Medicare Reimbursement to Physicians Decreased for Common Emergency Medicine Services From 2000 to 2020.

机构信息

Mayo Clinic Alix School of Medicine, Scottsdale, Mayo Clinic, AZ.

Department of Emergency Medicine, Mayo Clinic, Rochester, MN.

出版信息

Ann Emerg Med. 2020 Nov;76(5):615-620. doi: 10.1016/j.annemergmed.2020.06.017.

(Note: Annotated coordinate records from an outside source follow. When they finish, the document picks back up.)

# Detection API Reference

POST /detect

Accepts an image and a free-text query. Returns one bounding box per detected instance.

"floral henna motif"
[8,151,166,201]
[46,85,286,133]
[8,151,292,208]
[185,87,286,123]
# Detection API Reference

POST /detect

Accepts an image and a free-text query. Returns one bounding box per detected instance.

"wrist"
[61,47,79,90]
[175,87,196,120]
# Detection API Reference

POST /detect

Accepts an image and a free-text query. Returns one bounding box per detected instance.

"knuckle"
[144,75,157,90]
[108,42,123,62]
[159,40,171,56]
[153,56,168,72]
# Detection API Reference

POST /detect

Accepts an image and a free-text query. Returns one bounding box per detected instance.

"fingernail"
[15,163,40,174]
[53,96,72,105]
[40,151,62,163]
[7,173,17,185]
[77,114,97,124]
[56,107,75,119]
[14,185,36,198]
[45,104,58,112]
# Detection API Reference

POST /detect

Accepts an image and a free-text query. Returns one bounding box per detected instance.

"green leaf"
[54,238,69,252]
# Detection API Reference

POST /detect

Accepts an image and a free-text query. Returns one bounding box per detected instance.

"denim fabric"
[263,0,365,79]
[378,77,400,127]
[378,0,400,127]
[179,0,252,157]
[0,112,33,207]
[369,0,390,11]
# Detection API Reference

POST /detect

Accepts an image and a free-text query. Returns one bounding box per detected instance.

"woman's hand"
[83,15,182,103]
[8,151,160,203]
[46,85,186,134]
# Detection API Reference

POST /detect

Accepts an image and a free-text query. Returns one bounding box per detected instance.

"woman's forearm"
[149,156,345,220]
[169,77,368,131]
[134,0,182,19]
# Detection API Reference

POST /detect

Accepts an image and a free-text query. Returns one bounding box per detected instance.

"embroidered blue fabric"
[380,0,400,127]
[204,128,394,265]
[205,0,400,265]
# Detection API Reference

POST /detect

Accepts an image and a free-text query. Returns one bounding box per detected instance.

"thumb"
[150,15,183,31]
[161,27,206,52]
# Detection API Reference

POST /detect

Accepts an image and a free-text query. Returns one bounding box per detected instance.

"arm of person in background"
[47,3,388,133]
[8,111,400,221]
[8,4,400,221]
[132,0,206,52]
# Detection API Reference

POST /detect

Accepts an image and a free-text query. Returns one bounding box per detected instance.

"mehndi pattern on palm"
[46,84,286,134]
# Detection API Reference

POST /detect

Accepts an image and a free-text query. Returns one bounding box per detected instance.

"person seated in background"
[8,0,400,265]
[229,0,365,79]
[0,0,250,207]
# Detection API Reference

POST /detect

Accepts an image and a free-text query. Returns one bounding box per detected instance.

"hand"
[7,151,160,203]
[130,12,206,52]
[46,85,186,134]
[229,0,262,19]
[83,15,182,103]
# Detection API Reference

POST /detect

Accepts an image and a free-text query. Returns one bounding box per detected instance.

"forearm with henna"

DOI:10.1016/j.annemergmed.2020.06.017
PMID:33097121
Abstract

STUDY OBJECTIVE

The change in reimbursement rates for emergency physician services has yet to be quantified. We attempted to fill this knowledge gap by evaluating the monetary trends in Medicare reimbursement rates over the last 20 years for the most common emergency medicine services.

METHODS

We obtained commonly used Current Procedural Terminology (CPT) codes in emergency medicine from the American College of Emergency Physicians website. We queried the Physician Fee Schedule Look-Up Tool from the Centers for Medicare & Medicaid Services for each of the included CPT codes, and we extracted reimbursement data. We adjusted all monetary data for inflation to 2020 US dollars by using changes to the United States consumer price index. Both the average annual and the total percentage change in reimbursement were calculated on the basis of these adjusted trends for all included services.

RESULTS

Reimbursement by Medicare for the services decreased by an average of 29.13% from 2000 to 2020 after adjusting for inflation. There was a stable decline in adjusted reimbursement rates throughout the study period, with an average decrease of 1.61% each year. The largest decrease was seen for laceration repairs up to 7.5 cm, with reimbursement rates for all 4 relevant CPT codes decreasing by more than 60%.

CONCLUSION

When adjusted for inflation, Medicare reimbursement declined by an average of 29% over the last 20 years for the 20 most common emergency medicine services. Knowledge of these trends is essential to address current controversies in emergency medicine billing adequately and advocate for sustainable payment system reform.

摘要

研究目的

急诊医师服务的报销费率变化尚未量化。我们试图通过评估过去 20 年 Medicare 报销率在最常见的急诊医学服务方面的货币趋势来填补这一知识空白。

方法

我们从美国急诊医师学院网站获取了急诊医学中常用的现行医疗程序术语(CPT)代码。我们向医疗保险和医疗补助服务中心的医师费用表查询工具查询了包含的每个 CPT 代码的报销数据。我们通过使用美国消费者价格指数的变化将所有货币数据调整为 2020 年的美元。根据所有包含服务的这些调整趋势,计算了报销的平均年度和总百分比变化。

结果

经通货膨胀调整后,2000 年至 2020 年期间,Medicare 对这些服务的报销平均下降了 29.13%。在整个研究期间,调整后的报销率稳定下降,平均每年下降 1.61%。最大的降幅出现在 7.5 厘米以内的裂伤修复,所有 4 个相关 CPT 代码的报销率下降超过 60%。

结论

经通货膨胀调整后,过去 20 年来,Medicare 对 20 种最常见的急诊医学服务的报销平均下降了 29%。了解这些趋势对于充分解决当前急诊医学计费方面的争议并倡导可持续的支付系统改革至关重要。